INRA, UMR1348 PEGASE, Saint-Gilles, France.
PLoS One. 2012;7(11):e50653. doi: 10.1371/journal.pone.0050653. Epub 2012 Nov 28.
There has been a surge in studies linking genome structure and gene expression, with special focus on duplicated genes. Although initially duplicated from the same sequence, duplicated genes can diverge strongly over evolution and take on different functions or regulated expression.

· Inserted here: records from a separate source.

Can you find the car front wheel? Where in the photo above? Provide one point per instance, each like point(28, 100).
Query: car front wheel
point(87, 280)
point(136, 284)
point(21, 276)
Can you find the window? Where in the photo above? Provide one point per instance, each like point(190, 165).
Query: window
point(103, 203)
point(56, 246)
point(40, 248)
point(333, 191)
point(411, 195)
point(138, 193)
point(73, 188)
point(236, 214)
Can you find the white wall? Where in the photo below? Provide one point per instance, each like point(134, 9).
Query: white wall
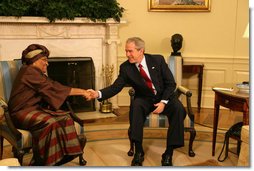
point(214, 38)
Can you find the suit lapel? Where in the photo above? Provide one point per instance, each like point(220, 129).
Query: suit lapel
point(151, 65)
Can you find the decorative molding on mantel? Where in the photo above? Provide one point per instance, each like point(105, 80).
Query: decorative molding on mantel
point(44, 20)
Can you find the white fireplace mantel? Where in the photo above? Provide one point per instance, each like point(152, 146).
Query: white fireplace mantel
point(80, 37)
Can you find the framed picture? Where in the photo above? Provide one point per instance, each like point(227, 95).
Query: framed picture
point(179, 5)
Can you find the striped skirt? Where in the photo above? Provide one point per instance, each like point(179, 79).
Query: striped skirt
point(53, 134)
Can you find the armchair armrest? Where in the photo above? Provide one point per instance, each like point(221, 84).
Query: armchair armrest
point(11, 129)
point(72, 114)
point(181, 90)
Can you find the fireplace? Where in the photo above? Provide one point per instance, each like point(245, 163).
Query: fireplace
point(80, 37)
point(74, 72)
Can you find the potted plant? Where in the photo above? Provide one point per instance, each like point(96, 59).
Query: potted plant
point(107, 75)
point(63, 9)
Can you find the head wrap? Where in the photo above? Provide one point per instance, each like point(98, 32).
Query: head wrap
point(34, 52)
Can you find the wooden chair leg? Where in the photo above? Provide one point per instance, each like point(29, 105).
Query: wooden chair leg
point(131, 150)
point(192, 137)
point(82, 140)
point(18, 154)
point(1, 147)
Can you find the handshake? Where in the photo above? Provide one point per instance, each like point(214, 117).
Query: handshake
point(91, 94)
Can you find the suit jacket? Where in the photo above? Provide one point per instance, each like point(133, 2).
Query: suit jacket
point(161, 76)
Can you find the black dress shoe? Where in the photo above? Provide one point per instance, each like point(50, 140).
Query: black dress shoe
point(166, 160)
point(138, 159)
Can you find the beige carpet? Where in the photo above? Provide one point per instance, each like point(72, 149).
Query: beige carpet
point(94, 115)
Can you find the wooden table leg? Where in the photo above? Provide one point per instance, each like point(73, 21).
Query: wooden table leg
point(215, 125)
point(200, 82)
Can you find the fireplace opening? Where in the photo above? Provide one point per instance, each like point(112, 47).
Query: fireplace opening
point(76, 72)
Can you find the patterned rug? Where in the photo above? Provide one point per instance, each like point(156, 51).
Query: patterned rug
point(210, 162)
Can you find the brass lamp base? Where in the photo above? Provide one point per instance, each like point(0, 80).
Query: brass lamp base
point(106, 107)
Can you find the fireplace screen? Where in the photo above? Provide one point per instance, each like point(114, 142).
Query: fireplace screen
point(75, 72)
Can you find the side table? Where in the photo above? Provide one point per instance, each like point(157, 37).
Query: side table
point(195, 68)
point(229, 96)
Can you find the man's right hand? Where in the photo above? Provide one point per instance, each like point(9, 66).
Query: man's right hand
point(93, 94)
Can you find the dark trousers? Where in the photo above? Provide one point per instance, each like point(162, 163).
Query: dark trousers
point(140, 108)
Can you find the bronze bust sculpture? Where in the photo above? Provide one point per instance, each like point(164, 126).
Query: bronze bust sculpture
point(176, 44)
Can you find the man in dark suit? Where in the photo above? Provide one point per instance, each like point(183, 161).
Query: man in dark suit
point(160, 98)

However, information on the function and expression of duplicated genes remains sparse. Identifying groups of duplicated genes in different genomes and characterizing their expression and function would therefore be of great interest to the research community. The 'Duplicated Genes Database' (DGD) was developed for this purpose.
Nine species were included in the DGD. For each species, BLAST analyses were conducted on peptide sequences corresponding to the genes mapped on a same chromosome. Groups of duplicated genes were defined based on these pairwise BLAST comparisons and the genomic location of the genes. For each group, Pearson correlations between gene expression data and semantic similarities between functional GO annotations were also computed when the relevant information was available.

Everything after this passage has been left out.